Glen J. Kuban
Originally Published in the MAPS Expo, April 1997
Ichnology, the study of fossil tracks, burrows, eggs, and other trace fossils, has experienced a major revival during the last 15 years. Although once regarded as minor curiosities, vertebrate footprints in particular have become increasingly appreciated as rich sources of information on the behaviors, locomotion, postures, foot anatomy, paleoenvironments, chronologies, and geographic distributions of many prehistoric animals (Lockley, 1991; Lockley and Gillette, 1989; Thulborn, 1990; Farlow, 1987; Kuban, 1994).

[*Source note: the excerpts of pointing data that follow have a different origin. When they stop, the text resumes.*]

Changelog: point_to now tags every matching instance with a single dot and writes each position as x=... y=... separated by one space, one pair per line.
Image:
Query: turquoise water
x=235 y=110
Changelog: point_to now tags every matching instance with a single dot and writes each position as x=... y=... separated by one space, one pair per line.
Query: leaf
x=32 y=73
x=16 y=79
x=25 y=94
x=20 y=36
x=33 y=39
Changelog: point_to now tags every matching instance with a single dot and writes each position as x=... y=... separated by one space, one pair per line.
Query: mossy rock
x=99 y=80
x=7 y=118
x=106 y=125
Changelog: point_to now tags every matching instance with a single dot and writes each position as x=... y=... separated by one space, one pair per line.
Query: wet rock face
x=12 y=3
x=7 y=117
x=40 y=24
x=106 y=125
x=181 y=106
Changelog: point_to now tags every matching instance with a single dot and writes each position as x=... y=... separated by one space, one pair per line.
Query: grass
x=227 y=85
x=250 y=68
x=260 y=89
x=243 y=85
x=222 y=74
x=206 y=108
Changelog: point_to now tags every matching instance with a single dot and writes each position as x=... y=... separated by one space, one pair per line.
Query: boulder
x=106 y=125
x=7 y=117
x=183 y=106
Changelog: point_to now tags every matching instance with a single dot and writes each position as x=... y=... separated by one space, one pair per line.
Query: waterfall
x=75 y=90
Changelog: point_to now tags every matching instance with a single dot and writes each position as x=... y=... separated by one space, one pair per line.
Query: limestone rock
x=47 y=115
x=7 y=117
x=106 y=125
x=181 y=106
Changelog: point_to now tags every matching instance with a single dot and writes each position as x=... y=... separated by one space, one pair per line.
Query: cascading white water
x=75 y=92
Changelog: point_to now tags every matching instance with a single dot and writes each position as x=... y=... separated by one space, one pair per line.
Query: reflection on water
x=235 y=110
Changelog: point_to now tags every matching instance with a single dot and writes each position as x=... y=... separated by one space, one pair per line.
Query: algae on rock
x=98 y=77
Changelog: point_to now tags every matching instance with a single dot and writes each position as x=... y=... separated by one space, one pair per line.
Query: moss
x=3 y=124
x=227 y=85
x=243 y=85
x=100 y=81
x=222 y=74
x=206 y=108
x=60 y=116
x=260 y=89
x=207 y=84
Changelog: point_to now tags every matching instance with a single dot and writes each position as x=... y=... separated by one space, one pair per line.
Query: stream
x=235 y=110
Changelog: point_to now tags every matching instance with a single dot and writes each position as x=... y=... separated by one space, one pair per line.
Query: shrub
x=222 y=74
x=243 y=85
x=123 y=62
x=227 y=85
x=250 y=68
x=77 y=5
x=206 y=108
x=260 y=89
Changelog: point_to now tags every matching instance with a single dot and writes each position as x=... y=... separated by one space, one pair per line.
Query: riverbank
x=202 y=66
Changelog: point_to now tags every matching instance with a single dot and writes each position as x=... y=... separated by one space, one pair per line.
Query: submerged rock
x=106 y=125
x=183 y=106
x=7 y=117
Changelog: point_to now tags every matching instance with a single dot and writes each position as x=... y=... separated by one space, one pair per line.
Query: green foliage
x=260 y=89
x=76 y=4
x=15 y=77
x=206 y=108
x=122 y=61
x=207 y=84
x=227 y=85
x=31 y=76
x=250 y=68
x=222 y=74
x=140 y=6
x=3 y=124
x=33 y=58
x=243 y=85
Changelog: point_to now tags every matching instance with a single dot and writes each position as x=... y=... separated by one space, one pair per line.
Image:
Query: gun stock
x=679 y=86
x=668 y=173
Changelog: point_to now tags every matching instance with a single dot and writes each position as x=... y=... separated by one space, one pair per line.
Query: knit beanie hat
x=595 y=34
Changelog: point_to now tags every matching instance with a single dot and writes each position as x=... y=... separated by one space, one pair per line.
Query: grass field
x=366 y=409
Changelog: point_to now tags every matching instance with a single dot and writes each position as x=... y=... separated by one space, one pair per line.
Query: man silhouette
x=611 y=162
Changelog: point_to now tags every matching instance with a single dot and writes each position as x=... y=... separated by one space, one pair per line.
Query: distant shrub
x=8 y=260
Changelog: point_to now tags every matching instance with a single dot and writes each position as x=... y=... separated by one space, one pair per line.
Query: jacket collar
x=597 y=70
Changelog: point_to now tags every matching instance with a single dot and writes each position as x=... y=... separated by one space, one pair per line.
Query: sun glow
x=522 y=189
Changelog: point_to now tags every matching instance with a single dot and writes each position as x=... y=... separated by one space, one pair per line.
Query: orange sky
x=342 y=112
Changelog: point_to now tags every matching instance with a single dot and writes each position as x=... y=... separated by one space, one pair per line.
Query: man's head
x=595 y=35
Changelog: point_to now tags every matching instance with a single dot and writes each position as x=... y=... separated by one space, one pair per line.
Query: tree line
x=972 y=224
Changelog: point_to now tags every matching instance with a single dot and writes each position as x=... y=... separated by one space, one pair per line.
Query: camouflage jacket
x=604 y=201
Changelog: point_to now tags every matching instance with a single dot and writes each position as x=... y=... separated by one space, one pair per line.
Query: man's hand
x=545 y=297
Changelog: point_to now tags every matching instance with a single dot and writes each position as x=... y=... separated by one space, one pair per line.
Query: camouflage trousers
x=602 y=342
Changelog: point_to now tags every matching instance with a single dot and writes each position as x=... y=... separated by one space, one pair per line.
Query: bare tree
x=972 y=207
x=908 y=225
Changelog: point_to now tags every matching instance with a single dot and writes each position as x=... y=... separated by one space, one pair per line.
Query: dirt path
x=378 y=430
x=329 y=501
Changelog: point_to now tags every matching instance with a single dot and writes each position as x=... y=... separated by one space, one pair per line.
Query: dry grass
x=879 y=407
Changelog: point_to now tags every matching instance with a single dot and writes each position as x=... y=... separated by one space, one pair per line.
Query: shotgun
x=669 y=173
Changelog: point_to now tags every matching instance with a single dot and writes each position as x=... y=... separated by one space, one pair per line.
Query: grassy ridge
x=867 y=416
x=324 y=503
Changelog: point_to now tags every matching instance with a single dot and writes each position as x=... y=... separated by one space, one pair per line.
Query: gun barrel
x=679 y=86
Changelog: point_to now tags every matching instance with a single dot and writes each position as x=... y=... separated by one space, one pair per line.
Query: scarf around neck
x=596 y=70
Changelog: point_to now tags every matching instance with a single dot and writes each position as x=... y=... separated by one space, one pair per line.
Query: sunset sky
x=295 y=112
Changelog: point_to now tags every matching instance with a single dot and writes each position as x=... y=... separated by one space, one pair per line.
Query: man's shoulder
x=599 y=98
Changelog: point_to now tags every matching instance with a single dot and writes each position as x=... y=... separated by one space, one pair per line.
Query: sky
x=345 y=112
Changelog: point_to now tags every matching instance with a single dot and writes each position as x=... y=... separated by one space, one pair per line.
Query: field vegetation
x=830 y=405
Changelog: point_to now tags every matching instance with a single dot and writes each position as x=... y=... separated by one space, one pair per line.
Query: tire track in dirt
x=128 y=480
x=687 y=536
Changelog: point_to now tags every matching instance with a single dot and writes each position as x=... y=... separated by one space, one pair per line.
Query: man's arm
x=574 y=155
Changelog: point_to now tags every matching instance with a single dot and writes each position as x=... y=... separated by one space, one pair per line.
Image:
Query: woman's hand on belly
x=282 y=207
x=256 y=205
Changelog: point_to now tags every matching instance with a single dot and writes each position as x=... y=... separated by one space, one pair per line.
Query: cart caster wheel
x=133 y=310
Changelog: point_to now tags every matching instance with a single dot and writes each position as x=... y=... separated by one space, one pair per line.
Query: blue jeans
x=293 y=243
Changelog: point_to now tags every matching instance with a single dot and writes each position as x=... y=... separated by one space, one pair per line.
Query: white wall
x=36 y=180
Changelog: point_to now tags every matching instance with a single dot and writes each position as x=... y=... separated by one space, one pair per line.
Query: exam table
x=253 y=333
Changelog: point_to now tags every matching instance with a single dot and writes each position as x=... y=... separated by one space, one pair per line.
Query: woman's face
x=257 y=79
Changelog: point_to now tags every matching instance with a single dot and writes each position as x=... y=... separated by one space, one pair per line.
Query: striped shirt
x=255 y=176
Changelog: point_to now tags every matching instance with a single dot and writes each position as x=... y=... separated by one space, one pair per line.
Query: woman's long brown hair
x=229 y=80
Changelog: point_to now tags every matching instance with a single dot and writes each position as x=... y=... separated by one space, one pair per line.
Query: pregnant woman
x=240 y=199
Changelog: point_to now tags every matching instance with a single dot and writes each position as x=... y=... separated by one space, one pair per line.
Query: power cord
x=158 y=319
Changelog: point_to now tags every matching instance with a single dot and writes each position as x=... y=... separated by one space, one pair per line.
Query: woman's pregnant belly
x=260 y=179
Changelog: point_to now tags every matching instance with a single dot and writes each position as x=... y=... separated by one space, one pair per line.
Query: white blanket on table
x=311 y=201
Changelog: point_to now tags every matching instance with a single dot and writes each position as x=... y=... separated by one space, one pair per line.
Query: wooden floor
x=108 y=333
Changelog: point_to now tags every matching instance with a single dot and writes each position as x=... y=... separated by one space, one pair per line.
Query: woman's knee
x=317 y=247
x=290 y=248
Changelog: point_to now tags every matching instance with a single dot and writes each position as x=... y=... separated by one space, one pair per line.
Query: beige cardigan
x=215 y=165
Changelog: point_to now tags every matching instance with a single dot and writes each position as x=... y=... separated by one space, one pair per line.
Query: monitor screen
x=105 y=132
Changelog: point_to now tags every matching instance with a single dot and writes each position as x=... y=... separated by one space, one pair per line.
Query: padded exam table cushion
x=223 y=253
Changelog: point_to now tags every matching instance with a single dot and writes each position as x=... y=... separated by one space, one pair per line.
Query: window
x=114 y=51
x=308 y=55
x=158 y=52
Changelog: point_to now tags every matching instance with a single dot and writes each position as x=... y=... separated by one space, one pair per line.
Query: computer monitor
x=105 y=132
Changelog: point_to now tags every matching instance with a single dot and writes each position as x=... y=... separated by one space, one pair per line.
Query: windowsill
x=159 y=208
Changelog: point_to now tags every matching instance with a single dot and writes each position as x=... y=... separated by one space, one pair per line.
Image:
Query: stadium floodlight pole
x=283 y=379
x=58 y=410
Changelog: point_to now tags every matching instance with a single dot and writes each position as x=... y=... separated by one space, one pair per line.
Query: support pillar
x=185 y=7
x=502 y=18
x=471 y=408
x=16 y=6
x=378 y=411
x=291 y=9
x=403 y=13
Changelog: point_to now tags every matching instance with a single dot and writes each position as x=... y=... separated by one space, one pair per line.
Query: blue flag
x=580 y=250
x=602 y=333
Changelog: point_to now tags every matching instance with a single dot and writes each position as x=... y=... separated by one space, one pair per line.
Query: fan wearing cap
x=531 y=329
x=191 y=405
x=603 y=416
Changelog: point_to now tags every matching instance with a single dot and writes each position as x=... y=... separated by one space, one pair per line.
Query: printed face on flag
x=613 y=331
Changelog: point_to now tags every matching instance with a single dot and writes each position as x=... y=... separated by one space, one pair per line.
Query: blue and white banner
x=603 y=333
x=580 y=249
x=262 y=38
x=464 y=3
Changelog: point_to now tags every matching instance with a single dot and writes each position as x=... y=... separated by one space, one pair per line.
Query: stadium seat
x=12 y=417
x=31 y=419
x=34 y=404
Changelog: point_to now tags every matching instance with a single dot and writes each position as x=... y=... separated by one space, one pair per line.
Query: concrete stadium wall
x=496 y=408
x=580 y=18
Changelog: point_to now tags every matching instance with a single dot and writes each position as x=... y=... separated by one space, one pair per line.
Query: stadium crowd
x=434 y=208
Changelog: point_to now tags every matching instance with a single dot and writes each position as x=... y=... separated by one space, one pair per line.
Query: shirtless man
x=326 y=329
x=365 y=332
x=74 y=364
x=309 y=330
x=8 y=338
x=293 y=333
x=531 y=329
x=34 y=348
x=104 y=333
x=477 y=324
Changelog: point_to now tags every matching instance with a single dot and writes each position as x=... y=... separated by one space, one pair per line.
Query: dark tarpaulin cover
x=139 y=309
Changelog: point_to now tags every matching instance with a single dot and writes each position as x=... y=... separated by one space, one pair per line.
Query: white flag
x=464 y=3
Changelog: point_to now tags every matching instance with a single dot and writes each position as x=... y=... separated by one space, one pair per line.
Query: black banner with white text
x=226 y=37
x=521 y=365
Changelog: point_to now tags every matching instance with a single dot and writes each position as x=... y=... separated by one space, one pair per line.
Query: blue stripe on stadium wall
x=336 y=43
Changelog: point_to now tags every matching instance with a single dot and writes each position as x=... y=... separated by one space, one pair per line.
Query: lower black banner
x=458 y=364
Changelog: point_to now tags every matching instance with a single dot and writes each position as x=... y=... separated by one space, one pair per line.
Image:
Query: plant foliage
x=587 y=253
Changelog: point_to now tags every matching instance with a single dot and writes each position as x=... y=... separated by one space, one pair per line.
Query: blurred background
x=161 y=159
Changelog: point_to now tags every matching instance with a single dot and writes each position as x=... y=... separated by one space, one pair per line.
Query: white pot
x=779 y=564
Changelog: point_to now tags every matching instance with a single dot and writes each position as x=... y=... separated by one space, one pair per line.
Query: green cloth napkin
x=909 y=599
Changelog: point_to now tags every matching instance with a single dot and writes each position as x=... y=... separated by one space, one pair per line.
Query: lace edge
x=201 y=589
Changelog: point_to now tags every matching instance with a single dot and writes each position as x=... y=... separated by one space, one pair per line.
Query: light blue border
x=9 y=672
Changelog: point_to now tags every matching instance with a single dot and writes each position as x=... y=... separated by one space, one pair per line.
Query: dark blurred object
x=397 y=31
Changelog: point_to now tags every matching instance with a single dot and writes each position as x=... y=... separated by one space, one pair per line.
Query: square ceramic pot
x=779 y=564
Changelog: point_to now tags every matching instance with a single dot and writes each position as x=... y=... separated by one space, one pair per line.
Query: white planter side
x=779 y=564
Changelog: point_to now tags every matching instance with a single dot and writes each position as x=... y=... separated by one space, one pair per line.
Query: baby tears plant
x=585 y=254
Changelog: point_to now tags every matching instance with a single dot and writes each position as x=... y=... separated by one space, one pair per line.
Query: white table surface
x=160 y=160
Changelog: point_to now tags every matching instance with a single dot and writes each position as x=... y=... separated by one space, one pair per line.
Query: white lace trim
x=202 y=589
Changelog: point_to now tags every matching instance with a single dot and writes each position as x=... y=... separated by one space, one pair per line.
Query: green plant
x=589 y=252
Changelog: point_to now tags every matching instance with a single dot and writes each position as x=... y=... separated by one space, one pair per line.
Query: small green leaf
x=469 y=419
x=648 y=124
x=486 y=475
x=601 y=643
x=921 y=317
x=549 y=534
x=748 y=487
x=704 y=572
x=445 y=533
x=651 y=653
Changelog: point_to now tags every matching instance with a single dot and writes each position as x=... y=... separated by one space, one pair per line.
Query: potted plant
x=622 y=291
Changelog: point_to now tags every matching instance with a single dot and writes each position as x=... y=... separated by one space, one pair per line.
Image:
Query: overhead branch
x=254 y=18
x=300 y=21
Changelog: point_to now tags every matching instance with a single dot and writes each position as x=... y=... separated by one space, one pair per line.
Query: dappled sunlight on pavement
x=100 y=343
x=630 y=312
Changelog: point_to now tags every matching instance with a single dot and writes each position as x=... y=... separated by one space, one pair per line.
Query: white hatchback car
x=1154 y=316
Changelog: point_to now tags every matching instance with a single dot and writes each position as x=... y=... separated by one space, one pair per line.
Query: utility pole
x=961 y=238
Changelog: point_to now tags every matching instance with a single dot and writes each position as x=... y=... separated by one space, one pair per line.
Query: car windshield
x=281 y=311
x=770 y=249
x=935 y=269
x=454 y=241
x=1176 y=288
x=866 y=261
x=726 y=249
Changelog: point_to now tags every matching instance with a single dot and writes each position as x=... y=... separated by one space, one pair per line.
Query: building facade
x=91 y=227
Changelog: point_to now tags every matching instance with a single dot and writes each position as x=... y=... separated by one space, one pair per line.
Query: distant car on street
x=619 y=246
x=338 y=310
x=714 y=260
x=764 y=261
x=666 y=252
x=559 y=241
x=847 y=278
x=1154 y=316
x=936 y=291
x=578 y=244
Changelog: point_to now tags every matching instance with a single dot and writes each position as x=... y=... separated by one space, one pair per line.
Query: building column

Although relatively little work has been done in the application of fossil tracks to questions about extinctions, there is great potential for future work in this area. One major advantage of working with footprints is that in most cases one can be sure the trackway is in its original position, and has not been reworked (redeposited from older or younger sediments). The same cannot be said for disarticulated teeth and bones, and even some trace fossils such as egg fragments, all of which can be readily transported and redeposited. Setting aside birds, all claims of post Cretaceous dinosaurs (Rigby, 1985, 1987; Rigby et al, 1987; Sloan et al, 1986) have been plagued by the possibility of reworking (Argast et al, 1987; Bryant et al, 1986; Behrensmeyer, 1982). However, even a single in situ dinosaur trackway younger than the K-T boundary would provide powerful evidence for Tertiary dinosaurs. As it is, footprints already provide evidence for dinosaurs closer to the K-T boundary than any other kind of evidence.
Horner and Lessem (1993) state that no dinosaur remains are found within about 3 meters of the iridium band taken to represent the K-T boundary in Montana. They call this the three-meter gap, and suggest that it represents perhaps 100,000 years. Some have interpreted this as support for the position that the Cretaceous extinction was a gradual rather than sudden event. However, the 3-meter gap does not exist if one includes footprints. The youngest-known dinosaur fossils so far are actually a set of hadrosaur tracks found by Lockley and Hunt (1995, p. 23) in a sandstone shelf only 37 cm (less than 15 inches) below the iridium layer near Ludlow, Colorado, in the Raton Formation.
This discovery provides obvious proof that at least one group of dinosaurs was alive and well very near the end of the Cretaceous--and narrows the gap of missing dinosaur remains by an order of magnitude.
In fact, it may narrow the gap even more than that if the time frame rather than the sediment thickness is considered. The track bearing layers containing the hadrosaur tracks, which are rich in plant remains and thought to represent a coal swamp or peat bog environment. Based on sedimentation rates in similar environments today, Lockley and Hunt (1995) estimate the 37 cm may represent only a few thousand years or less. Additional hadrosaur tracks have also been found within the 3 meter gap, including a set 59 cm below the K-T boundary at the same site, and another Raton Formation Site about 12 miles south, which contains both hadrosaur and ceratopsian tracks within 1 or 2 meters of the K-T boundary (Lockley and Hunt, 1995).
It is exciting to contemplate the potential tracks have for further clarifying which dinosaurs survived until the close of the Cretaceous, and how sudden or gradual the decline was--not to mention the potential of confirming post-Cretaceous dinosaurs. Indeed, the problem with using body fossils only to study the timing of the K-T extinctions, is that isolated bones and teeth might have been reworked both below and above the boundary, possibly skewing any conclusions about the timing of the event or animals present. However with tracks, this problem is largely eliminated.
Tracks have also been useful in dating earlier Mesozoic events. As noted by Lockley and Hunt (1995), the track record shows a dramatic faunal change turnover at the Triassic-Jurassic boundary. Moreover, in many areas, and especially the east coast of the U.S., the diversity and abundance of dinosaur footprints and other vertebrate traces far exceeds that from body fossils (Weishampel and Young, 1996). Although much work needs to be done sorting out the great confusion of track names accumulated over the years, the potential for further clarifying the Triassic- Jurassic changes and dinosaur evolution in general is great.
Of course, work is also being done on the relevance of invertebrate traces to extinction events, such as Ekdale and Bromely (1984), and Wignall and Twitchett (1996), which help define the status of various invertebrate groups near extinctions boundaries, the environmental conditions associated with them, and perhaps even the cause of the extinction. Nevertheless, when it comes to vertebrates, dinosaurs clearly make the biggest impressions, and studies of their tracks should continue to elucidate the timing and nature of the K-T extinction and other great events in prehistory.
I thank James O. Farlow and Martin Lockley for helpful advice and references, and Ava and Michel Farivar, Gary R. Kuban, and Pat Newhauser for reviewing the manuscript.